The factory’s owner, Steve Hawkins, told Associated Press that the claims of substandard conditions were “completely groundless.”
Jeff Tweedy, executive vice president of Sean John, the clothing company owned by Combs, said in a statement that the company was “shocked” at the group’s allegations and had no knowledge of any wrongdoing.
Tweedy said that extensive compliance checks are conducted at all facilities supplying Sean John to ensure they are clean and safe. “We will not tolerate any violation of labor laws at facilities in which our merchandise is manufactured,” he said.
He pledged that an investigation would be launched, and if any proof of wrongdoing is found, Combs’ company would immediately terminate its relationship with the factory.
In a report, the National Labor Committee said corporate audits of the factory were “a sham,” and to a large extent were “staged events” designed to make a good impression.
Kernaghan said his group did not want Combs to cease ties with the factory, but rather to demand better working conditions there. “These women need these jobs,” he said. “And they are willing to work very hard but they want to be treated like human beings.

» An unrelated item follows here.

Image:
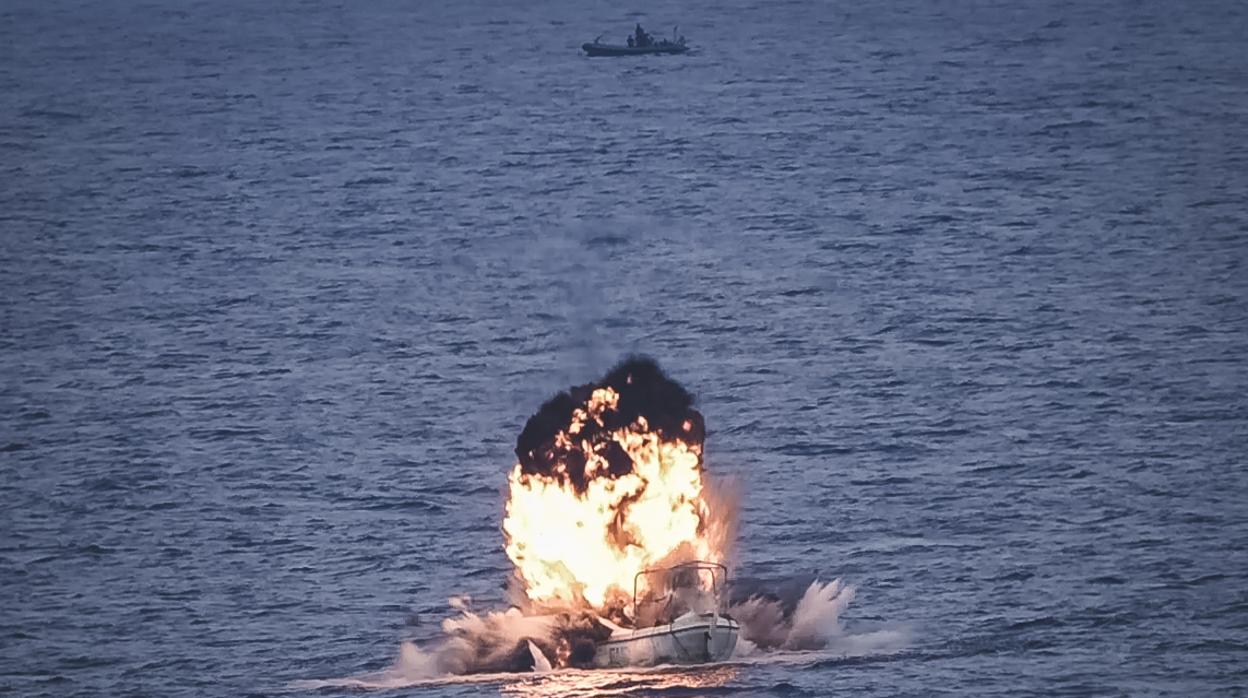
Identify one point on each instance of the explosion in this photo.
(609, 483)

“This is not an attack upon Mr. Combs,” Kernaghan said. “I believe he doesn’t understand or doesn’t know the conditions around the world in the factories which are producing his goods. This is an appeal to Mr. Combs to do the right thing.”
At the sidewalk news conference, Gonzalez said that workers were not paid overtime and that supervisors would “stand over us shouting and cursing at us to go faster.... They call us filthy names.”
She said the factory was hot and dusty. “You breathe it in, and you go into the factory with black hair, and you come out with hair that is white or red or whatever the color of the shirts you are working on,” Gonzalez added.
Gonzalez alleged that employees were forbidden to talk while working on garments, and that all new workers were required to take a pregnancy test.
“If it comes out positive, they are fired,” she said.
Hawkins, a native of North Carolina, said Gonzalez was a disgruntled worker fired for producing poor quality merchandise, not clocking in when she arrived and repeatedly showing up late.
When Gonzalez was fired, she received a severance check equivalent to 2 1/2-months’ salary, Hawkins told Associated Press. While the minimum wage in Honduras is 55 cents an hour, he said his workers are paid an average of 90 cents an hour.
Kernaghan, who exposed labor violations at plants that produced garments for Kathie Lee Gifford’s clothing line eight years ago, said that his efforts to contact Combs to request a meeting had been unsuccessful.